4. Core user stories

  1. Create and delete teams scoped to orchestration data.
  2. Create, list, retrieve, and update tasks with server-enforced statuses.
  3. Register agents on a team; see status transitions (idle, running, …).
  4. Send orchestrator → agent (direct or broadcast) and agent → orchestrator messages; read history.
  5. Start / stop team execution such that multiple agents can process work concurrently (within environment limits).
  6. See real-time updates: orchestration snapshot over WebSocket + hook-style events in the same timeline where applicable.
  7. Run a demo that creates two teams of four agents with realistic tasks.

5. Functional requirements

ID Requirement
FR-1 Teams: create, list, get, delete (cascade child data).
FR-2 Agents: create per team, list, patch; track current_task_id when assigned.
FR-3 Tasks: create, list by team (optional status filter), get, patch; statuses include at least backlog, queued, running, done, failed, blocked.
FR-4 Messages: create with direction (orchestrator_to_agent, agent_to_orchestrator, broadcast), list by team, ordered by time.
FR-5 Metrics: append samples per team (and optionally per agent); list recent samples.
FR-6 Engine: start/stop per team; assign queued work to idle agents; emit lifecycle signals (persisted + broadcast).
FR-7 Execution environment: pluggable interface; simulated implementation acceptable for MVP; must not block future real runner.
FR-8 Observability: WebSocket delivers orchestration_state after connect and after state-changing operations; orchestration may emit HookEvent rows for source_app = orchestration.
FR-9 Demo: HTTP action creates two teams × four agents + representative tasks.

6. Non-functional requirements

ID Requirement
NFR-1 Modularity: orchestration logic lives in apps/server/src/orchestration/; avoid growing index.ts without bound; client composables per concern.
NFR-2 Reuse: New UI uses existing theme tokens and patterns (header, cards, spacing) — no parallel design system.
NFR-3 No throwaway UI: Orchestration screens must read/write real APIs and reflect WebSocket state (no static demo pages).
NFR-4 Realtime: Orchestration mutations visible without full page reload under normal localhost conditions.
NFR-5 Security (MVP): No auth; document production need for authn/z and tenant isolation.

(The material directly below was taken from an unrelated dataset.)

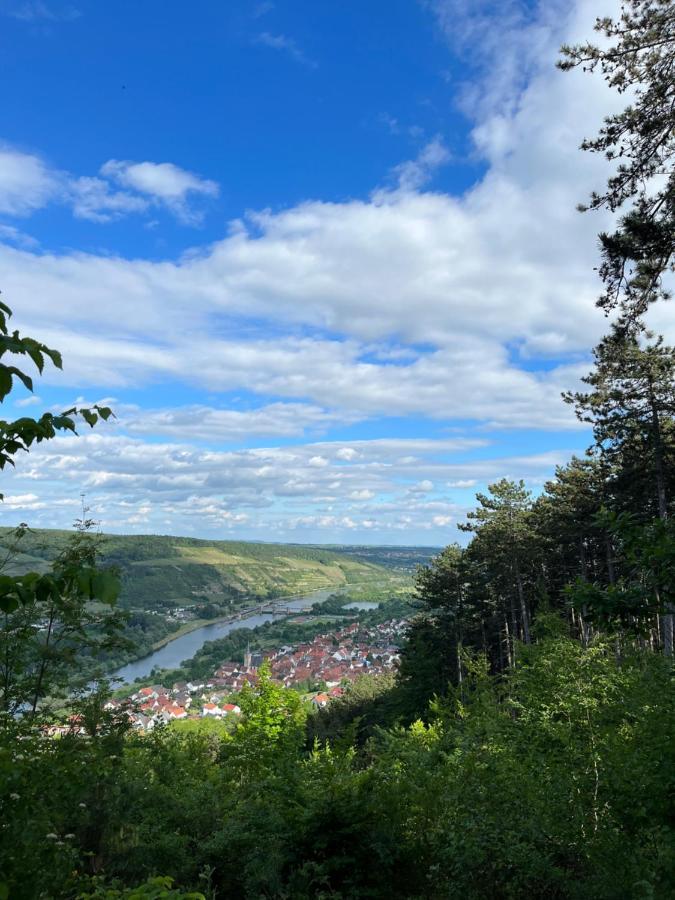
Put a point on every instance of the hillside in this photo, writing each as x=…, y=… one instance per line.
x=164, y=571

7. Phased roadmap (product)

Phase Scope
P0 Persisted domain + REST + WS snapshot + simulated engine + UI wired to backend + demo
P1 Non-simulated ExecutionEnvironment, auth, idempotent demo reset, patch-based WS updates
P2 Rich assignment policies, human escalation on blocked, export/audit

8. Risks & assumptions

Risk Mitigation
index.ts becomes unmaintainable Extract route registration per domain in implementation plan
Large Vue SFCs Split orchestration UI into smaller components in a dedicated slice
SQLite scale WAL + short transactions; snapshot size may need caps or paging later

Assumption: Single-region, trusted LAN / local dev for MVP.


9. Acceptance criteria (P0)

  1. All FR-1–FR-9 satisfied via running server + client against real HTTP and WebSocket.
  2. Orchestration UI: create team, add task, seed demo, start/stop execution, send messages — each updates visible state without mock-only paths.
  3. Observability tab still ingests POST /events and renders timeline; orchestration hook events may appear when engine emits them.
  4. Demo endpoint creates 2 × 4 agents and multiple tasks per team.

PRD v1.1 — aligned to repo stack; implementation sequencing in implementation-plan-multi-agent-orchestration.md.